Avoidance of charitable donations
In 2017, Andreoni recognized that his warm glow model provided a direction for research on helping behaviors, rather than a complete answer to the question of why people give. Warm glow is relevant, but only an umbrella term under which specific individual and social motivations fall.24
Andreoni and colleagues thus wondered if warm glow could explain both giving and avoiding behaviors. If giving behaviors were motivated by factors that increase empathy in the potential giver, resolving that feeling would either come from giving accordingly and feeling good about it, or by not giving and feeling guilty. If so, could people who were cognizant of their vulnerability to guilt-inducing stimuli (such as other people knowing they did not donate) control their exposure to said stimuli, and thus control their resulting emotions and actions? In other words, maybe if people could avoid guilt-inducing situations like being asked to donate at the grocery store and having to turn down the request, they could avoid guilt-induced behaviors.
Andreoni and colleagues tested this theory by implementing the Salvation Army Red Kettle Campaign, one of the most known fundraising campaigns in the United States.24 Occurring in the weeks leading up to Christmas, volunteers dress up in holiday outfits and ring bells, asking people for donations as they pass by. The campaign is known to raise millions of dollars each year and funds are used to provide food, toys, and clothing for those who can’t afford them during the holidays. As a result, the researchers believed that the campaign would be perceived by participants as a worthy, legitimate cause.

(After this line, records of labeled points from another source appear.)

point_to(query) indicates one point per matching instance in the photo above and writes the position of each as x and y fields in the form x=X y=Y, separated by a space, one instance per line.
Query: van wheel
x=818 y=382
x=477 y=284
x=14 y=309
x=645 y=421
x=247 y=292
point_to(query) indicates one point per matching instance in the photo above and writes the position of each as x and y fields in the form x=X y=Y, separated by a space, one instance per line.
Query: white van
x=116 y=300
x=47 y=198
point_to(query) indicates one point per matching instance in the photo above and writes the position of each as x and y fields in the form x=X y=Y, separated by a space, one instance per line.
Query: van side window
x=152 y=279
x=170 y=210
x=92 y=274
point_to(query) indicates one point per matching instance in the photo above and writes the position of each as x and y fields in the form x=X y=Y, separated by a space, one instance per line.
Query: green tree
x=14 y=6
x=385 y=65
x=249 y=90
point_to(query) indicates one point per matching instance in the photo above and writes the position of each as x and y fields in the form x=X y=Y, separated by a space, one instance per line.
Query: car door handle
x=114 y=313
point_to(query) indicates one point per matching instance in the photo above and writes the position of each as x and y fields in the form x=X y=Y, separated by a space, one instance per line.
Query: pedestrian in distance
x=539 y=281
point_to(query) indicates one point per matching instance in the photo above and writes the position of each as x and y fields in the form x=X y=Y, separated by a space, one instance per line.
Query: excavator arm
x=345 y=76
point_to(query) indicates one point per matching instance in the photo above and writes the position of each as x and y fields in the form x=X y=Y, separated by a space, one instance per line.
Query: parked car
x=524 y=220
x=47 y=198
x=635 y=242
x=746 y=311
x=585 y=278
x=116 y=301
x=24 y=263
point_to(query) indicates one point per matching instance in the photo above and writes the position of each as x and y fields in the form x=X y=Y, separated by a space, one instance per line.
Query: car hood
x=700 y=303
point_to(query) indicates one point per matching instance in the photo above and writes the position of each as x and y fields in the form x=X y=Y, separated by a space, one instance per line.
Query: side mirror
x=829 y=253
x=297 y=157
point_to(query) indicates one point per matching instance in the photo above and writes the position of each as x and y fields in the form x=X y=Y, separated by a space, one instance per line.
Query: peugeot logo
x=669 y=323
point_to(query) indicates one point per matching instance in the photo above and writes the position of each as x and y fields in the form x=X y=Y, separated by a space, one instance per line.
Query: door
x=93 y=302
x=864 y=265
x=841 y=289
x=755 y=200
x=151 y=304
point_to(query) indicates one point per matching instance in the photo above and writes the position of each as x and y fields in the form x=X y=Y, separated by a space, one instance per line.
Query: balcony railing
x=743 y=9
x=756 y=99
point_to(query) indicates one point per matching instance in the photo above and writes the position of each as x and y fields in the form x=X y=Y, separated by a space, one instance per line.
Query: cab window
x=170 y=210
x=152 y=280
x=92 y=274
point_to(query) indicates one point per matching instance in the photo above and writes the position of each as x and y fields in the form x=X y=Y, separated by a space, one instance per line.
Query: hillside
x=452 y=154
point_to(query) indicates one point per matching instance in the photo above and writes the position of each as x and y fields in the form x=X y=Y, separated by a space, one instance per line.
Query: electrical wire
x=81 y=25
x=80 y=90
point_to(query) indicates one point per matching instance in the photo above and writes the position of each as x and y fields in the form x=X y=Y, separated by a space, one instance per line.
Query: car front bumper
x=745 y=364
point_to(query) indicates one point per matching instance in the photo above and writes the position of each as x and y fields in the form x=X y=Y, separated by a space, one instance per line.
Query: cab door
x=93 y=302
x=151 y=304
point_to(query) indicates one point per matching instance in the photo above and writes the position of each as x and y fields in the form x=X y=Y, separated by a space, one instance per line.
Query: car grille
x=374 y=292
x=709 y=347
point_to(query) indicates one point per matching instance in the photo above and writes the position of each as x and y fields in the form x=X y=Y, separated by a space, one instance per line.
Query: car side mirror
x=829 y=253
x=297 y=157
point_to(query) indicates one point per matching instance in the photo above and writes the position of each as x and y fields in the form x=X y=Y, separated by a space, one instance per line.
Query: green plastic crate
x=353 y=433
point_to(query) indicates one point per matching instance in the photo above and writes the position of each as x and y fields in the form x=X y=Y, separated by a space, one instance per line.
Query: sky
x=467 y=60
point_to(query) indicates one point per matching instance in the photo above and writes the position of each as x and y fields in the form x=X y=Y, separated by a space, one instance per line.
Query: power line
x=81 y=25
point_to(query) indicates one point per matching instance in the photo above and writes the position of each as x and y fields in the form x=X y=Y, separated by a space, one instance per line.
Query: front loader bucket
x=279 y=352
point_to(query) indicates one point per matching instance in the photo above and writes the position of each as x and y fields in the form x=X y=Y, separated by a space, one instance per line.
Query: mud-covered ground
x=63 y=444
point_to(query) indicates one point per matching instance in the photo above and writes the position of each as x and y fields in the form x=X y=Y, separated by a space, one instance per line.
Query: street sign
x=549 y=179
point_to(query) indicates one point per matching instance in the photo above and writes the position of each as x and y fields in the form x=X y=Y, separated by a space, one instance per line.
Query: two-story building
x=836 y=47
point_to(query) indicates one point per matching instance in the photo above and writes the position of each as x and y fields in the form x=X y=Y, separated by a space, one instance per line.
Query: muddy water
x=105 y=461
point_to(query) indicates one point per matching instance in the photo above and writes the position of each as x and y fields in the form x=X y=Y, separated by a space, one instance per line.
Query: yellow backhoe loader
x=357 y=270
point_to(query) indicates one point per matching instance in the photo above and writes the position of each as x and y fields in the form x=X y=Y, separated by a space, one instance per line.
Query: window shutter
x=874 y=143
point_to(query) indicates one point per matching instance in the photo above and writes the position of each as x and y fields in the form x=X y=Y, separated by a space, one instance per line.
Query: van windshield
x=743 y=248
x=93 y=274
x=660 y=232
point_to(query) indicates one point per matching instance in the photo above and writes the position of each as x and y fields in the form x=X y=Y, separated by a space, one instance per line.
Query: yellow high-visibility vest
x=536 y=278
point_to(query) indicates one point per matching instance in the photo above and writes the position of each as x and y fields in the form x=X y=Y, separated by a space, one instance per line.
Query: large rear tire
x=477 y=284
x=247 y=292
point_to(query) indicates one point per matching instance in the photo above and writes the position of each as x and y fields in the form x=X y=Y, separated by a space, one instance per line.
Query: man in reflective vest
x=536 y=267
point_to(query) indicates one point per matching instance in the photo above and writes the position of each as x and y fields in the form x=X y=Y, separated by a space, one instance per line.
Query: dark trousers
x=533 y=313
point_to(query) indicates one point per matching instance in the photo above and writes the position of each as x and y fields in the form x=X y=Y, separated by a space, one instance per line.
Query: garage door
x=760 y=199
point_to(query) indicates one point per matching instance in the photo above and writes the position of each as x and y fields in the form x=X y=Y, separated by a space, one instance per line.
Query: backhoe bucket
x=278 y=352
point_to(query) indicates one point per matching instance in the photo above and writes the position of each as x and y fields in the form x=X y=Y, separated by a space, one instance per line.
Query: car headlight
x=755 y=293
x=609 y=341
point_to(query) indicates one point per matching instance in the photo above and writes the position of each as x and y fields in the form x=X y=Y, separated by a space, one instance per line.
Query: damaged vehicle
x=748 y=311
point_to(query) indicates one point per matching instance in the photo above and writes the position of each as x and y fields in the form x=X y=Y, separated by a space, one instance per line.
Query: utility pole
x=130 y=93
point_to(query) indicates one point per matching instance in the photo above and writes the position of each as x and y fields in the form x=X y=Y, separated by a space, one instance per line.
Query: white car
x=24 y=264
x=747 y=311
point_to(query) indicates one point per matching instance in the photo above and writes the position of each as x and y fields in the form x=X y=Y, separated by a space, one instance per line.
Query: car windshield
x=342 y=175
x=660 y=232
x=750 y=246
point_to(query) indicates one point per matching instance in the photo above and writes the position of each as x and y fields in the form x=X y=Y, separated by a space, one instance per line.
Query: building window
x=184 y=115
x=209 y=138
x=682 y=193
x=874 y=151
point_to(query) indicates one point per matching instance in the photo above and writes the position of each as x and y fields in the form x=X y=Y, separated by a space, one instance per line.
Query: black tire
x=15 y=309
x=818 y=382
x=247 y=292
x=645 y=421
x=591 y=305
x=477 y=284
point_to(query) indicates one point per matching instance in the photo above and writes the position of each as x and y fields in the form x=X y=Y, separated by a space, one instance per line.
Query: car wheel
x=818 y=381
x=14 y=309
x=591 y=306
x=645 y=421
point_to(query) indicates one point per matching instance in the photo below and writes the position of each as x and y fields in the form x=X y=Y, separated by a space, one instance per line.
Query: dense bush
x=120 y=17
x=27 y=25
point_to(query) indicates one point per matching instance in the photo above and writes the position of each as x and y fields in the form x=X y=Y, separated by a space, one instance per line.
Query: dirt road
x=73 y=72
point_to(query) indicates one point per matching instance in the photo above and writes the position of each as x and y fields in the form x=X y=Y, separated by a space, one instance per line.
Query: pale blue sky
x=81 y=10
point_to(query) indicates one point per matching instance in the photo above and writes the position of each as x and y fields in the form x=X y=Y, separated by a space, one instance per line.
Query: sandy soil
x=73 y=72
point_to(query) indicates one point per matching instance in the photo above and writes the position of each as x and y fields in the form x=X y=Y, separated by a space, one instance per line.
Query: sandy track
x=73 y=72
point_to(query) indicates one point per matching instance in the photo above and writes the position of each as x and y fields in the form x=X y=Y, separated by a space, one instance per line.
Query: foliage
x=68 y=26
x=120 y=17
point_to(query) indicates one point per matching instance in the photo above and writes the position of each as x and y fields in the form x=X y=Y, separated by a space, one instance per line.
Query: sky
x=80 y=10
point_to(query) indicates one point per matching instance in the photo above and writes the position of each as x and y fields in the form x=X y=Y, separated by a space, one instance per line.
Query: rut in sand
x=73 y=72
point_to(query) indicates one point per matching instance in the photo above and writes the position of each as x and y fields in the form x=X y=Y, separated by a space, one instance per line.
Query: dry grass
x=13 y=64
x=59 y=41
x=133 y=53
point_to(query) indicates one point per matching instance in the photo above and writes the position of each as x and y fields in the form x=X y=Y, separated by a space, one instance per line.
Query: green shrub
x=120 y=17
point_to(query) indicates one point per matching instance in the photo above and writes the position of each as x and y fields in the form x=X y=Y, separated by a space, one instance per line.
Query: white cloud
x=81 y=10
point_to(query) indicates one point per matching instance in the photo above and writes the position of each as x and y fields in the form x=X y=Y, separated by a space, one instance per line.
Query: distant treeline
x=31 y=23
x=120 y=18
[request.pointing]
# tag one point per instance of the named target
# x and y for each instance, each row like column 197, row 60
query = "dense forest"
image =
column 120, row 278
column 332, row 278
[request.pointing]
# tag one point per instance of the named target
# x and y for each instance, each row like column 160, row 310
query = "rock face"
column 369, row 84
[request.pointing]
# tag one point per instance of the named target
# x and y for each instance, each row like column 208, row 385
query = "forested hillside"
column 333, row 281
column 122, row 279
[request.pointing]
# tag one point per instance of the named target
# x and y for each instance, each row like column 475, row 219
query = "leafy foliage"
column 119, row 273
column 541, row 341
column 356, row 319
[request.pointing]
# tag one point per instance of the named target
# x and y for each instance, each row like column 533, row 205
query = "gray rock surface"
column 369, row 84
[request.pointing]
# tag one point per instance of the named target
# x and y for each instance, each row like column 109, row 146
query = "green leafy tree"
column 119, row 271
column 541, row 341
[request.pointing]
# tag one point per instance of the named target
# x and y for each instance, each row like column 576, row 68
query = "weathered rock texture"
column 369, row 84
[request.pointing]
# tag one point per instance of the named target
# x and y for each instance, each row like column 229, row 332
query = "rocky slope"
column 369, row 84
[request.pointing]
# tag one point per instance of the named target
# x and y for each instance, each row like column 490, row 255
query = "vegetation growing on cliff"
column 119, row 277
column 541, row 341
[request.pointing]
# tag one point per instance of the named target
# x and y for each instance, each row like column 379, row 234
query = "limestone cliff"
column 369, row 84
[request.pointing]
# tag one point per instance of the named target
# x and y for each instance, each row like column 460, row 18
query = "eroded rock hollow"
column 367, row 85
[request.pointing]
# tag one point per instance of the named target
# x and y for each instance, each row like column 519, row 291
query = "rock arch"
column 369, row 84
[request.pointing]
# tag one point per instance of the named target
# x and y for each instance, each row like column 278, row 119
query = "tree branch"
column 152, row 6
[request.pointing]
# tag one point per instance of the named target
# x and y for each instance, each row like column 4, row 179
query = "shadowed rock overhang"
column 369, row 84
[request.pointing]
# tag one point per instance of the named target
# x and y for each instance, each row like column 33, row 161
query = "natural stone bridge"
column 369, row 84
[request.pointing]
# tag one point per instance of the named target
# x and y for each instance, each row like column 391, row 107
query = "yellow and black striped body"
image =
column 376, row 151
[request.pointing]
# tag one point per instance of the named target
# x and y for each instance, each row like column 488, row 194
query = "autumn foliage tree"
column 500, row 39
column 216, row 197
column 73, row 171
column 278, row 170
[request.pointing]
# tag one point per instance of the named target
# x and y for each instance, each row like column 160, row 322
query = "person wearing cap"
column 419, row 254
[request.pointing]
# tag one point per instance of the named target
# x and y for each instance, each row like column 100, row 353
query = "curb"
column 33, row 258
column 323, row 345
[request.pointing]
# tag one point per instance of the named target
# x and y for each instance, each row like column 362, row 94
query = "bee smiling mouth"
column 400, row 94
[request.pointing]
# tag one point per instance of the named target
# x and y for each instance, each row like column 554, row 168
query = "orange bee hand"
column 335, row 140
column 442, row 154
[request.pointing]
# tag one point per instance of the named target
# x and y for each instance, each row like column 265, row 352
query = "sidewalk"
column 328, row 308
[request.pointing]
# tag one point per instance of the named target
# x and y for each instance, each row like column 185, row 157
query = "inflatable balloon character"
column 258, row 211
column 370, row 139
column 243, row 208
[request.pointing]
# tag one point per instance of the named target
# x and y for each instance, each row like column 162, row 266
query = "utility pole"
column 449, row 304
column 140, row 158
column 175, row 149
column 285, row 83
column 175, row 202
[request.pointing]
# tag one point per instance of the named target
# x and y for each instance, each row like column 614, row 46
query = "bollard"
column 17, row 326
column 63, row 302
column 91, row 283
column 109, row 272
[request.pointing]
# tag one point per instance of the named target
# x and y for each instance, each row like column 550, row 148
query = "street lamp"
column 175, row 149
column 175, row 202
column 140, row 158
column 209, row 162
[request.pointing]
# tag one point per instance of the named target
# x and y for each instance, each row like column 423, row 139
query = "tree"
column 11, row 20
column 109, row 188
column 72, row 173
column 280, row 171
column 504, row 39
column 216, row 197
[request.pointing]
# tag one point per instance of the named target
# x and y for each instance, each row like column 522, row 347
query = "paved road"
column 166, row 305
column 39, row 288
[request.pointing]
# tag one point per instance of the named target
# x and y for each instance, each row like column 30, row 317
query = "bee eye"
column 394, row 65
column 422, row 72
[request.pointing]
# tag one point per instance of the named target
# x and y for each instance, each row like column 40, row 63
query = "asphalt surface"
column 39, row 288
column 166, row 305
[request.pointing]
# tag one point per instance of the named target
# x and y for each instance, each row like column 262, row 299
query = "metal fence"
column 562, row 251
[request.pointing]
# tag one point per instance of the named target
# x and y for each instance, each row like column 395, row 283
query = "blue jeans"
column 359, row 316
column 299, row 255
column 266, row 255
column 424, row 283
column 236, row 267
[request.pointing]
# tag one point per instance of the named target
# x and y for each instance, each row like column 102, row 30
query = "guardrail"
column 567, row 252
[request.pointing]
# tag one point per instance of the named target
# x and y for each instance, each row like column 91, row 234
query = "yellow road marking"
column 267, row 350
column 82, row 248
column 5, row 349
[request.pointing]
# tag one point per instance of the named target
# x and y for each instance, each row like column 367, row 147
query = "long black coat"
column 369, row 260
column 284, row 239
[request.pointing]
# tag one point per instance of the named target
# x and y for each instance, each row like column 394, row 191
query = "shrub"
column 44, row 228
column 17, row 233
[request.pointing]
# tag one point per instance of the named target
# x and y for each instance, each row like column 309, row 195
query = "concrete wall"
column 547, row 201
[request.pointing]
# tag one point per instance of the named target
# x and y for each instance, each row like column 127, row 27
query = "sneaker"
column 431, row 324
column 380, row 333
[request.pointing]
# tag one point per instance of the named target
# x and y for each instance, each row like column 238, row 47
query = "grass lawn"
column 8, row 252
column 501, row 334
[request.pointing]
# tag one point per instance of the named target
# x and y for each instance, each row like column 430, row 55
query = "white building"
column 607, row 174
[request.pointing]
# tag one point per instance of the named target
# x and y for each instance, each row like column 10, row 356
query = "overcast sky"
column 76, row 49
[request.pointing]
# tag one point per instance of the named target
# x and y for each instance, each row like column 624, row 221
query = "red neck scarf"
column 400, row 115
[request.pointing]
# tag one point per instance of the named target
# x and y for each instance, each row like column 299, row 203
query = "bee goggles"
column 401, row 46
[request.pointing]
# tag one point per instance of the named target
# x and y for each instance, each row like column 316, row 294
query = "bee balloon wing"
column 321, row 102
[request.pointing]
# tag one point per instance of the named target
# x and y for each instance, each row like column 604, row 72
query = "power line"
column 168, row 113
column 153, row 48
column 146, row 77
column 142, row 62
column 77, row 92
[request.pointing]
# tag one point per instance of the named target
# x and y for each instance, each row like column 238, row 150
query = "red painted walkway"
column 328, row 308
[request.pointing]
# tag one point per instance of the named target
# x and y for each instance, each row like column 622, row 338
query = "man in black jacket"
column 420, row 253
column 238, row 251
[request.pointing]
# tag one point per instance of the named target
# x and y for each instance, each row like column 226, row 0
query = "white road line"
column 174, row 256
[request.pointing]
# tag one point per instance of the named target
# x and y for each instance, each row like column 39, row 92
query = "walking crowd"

The researchers set up Salvation Army volunteers for the Red Kettle Campaign at a grocery store, where customers experienced one of four conditions.24 The volunteers would either ring the bell, make eye contact with customers and explicitly ask for donations, or they would simply ring the bell to draw attention. Additionally, there were either volunteers at both doors to the store, or there were volunteers at only one door, leaving another empty.
The researchers found that avoidance was higher when there were only volunteers at one door, since customers could then have a “credible” excuse for both themselves and others, if asked why they did not donate: perhaps they just missed the volunteers, and would’ve donated otherwise! Additionally, donations were much higher when customers were explicitly asked.
The researchers used warm glow to explain these results: although warm glow is commonly associated with the positive benefits of donating, people may also want to avoid the negative outcomes of not donating, such as social stigma.24 To avoid the feelings of guilt that occur when one feels like they should donate but don’t want to, people engage in strategic avoidance behaviors to maintain positive self-concepts. With this explanation in mind, the researchers posited that in real life, empathetic people who aren’t able to donate due to financial reasons would have the greatest incentives to avoid donation requests.